There's been several chapters in the Rust error handling story; failure, error-chain, and a few others I'm forgetting. Apparently those are old and busted, anyhow and thiserror are new hotness.

In Cargo.toml:

[dependencies]
anyhow = "1.0"
thiserror = "1.0"

anyhow works with the std::error::Error trait, propogates errors with ?, allows specifying additional context, and has some useful macros:

use anyhow::Context;

fn can_fail() -> anyhow::Result<()> {
    this_fails().context("Failed to whatever")?;
    also_fails().with_context(|| format!("Check this: {}", important_thing))?;

    if whatever {
        // anyhow! macro produces a anyhow::Error
        return Err(anyhow!("Missing attribute: {}", missing));
    } else if other_thing {
        // bail! macro is shorthand for above
        bail!("Missing attribute: {}", missing);
    }
}

From the docs:

(anyhow::)Error works a lot like Box<dyn std::error::Error>, but with these differences:

  • Error requires that the error is Send, Sync, and 'static.
  • Error guarantees that a backtrace is available, even if the underlying error type does not provide one.
  • Error is represented as a narrow pointer — exactly one word in size instead of two.
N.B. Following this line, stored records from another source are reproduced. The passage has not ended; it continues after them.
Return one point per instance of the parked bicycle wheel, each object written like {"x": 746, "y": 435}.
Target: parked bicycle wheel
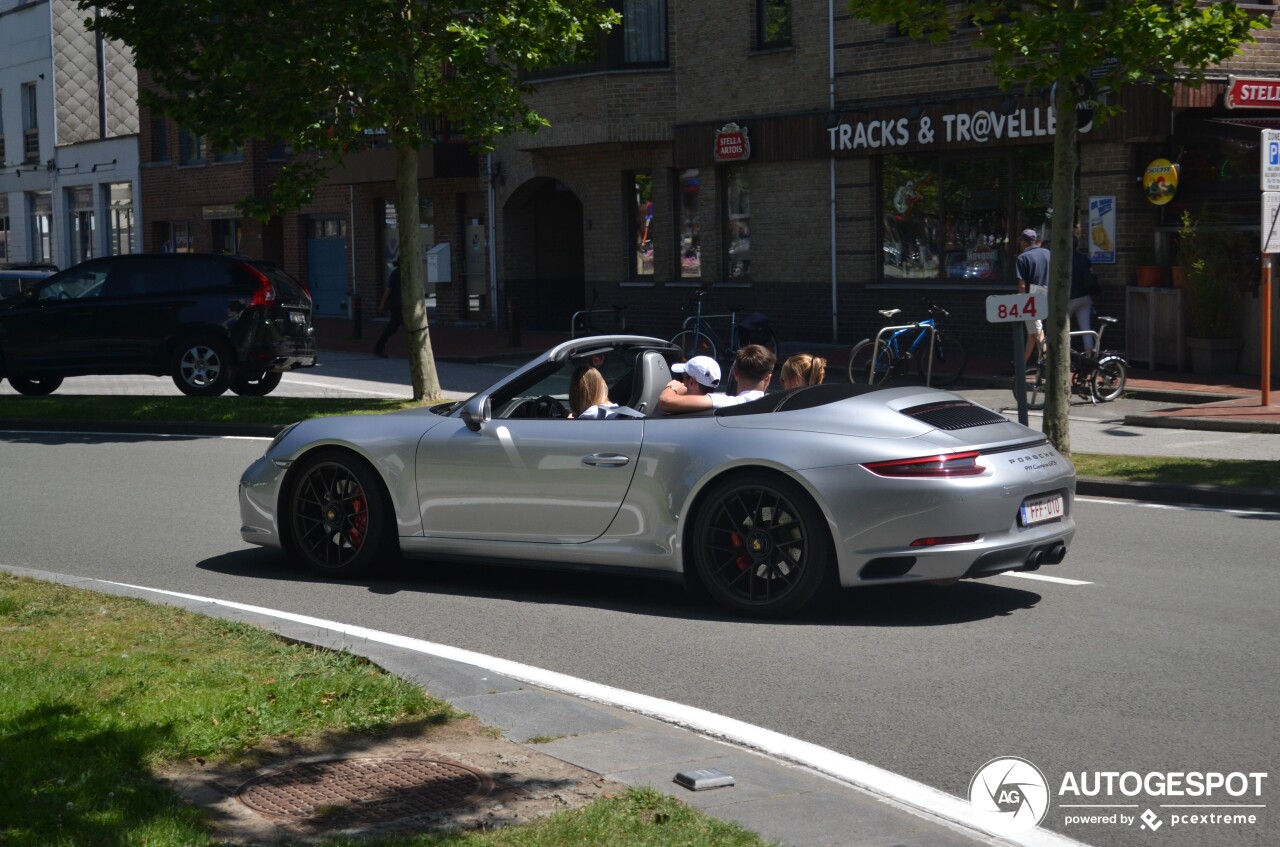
{"x": 1034, "y": 380}
{"x": 1109, "y": 378}
{"x": 862, "y": 370}
{"x": 949, "y": 361}
{"x": 691, "y": 344}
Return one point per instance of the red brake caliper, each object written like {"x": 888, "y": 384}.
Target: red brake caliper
{"x": 359, "y": 522}
{"x": 736, "y": 543}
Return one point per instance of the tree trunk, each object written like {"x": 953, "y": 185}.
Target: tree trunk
{"x": 1066, "y": 155}
{"x": 421, "y": 360}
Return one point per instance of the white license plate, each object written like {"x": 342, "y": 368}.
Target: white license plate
{"x": 1041, "y": 509}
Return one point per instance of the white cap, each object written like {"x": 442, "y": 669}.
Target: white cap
{"x": 703, "y": 369}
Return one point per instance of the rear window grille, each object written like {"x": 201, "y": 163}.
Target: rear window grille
{"x": 954, "y": 415}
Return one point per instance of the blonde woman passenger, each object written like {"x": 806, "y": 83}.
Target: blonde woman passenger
{"x": 803, "y": 369}
{"x": 589, "y": 395}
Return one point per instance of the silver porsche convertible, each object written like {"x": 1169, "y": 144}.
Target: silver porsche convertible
{"x": 763, "y": 506}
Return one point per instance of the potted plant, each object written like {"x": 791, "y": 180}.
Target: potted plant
{"x": 1214, "y": 262}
thiserror is complementary by helping create custom error types that impl std::error::Error and impl Display:

#[derive(thiserror::Error, Clone, Debug)]
pub enum Error {
    #[error("Bad path, expected {expected}: {found}")]
    BadPath {
        expected: String,
        found: std::path::PathBuf,
    },
    //...
}

fn function() -> anyhow::Result<()> {
    option.ok_or(Error::BadPath { expected: "...".to_owned(), found: "...".to_owned() })?;
}

It has several other features, check the docs for more information.

Logging

I'd wager most people are familiar with log and a logger implementation like env_logger:

use log::{info, trace, warn};
env_logger::init();
info!("Information: {}", value);

tracing is similar. In Cargo.toml:

[dependencies]
tracing = "0.1"
tracing-subscriber = "0.2"
use tracing::{debug, error, info, trace, warn};
tracing_subscriber::fmt().init();

You can use RUST_LOG to filter output:

# PowerShell
$env:RUST_LOG="warn,cargo_bullhorn=trace"
# bash-like
export RUST_LOG=warn,cargo_bullhorn=trace

Tracing provides additional features: logging sections of code with RAII spans, decorator for functions, and more. Check the docs.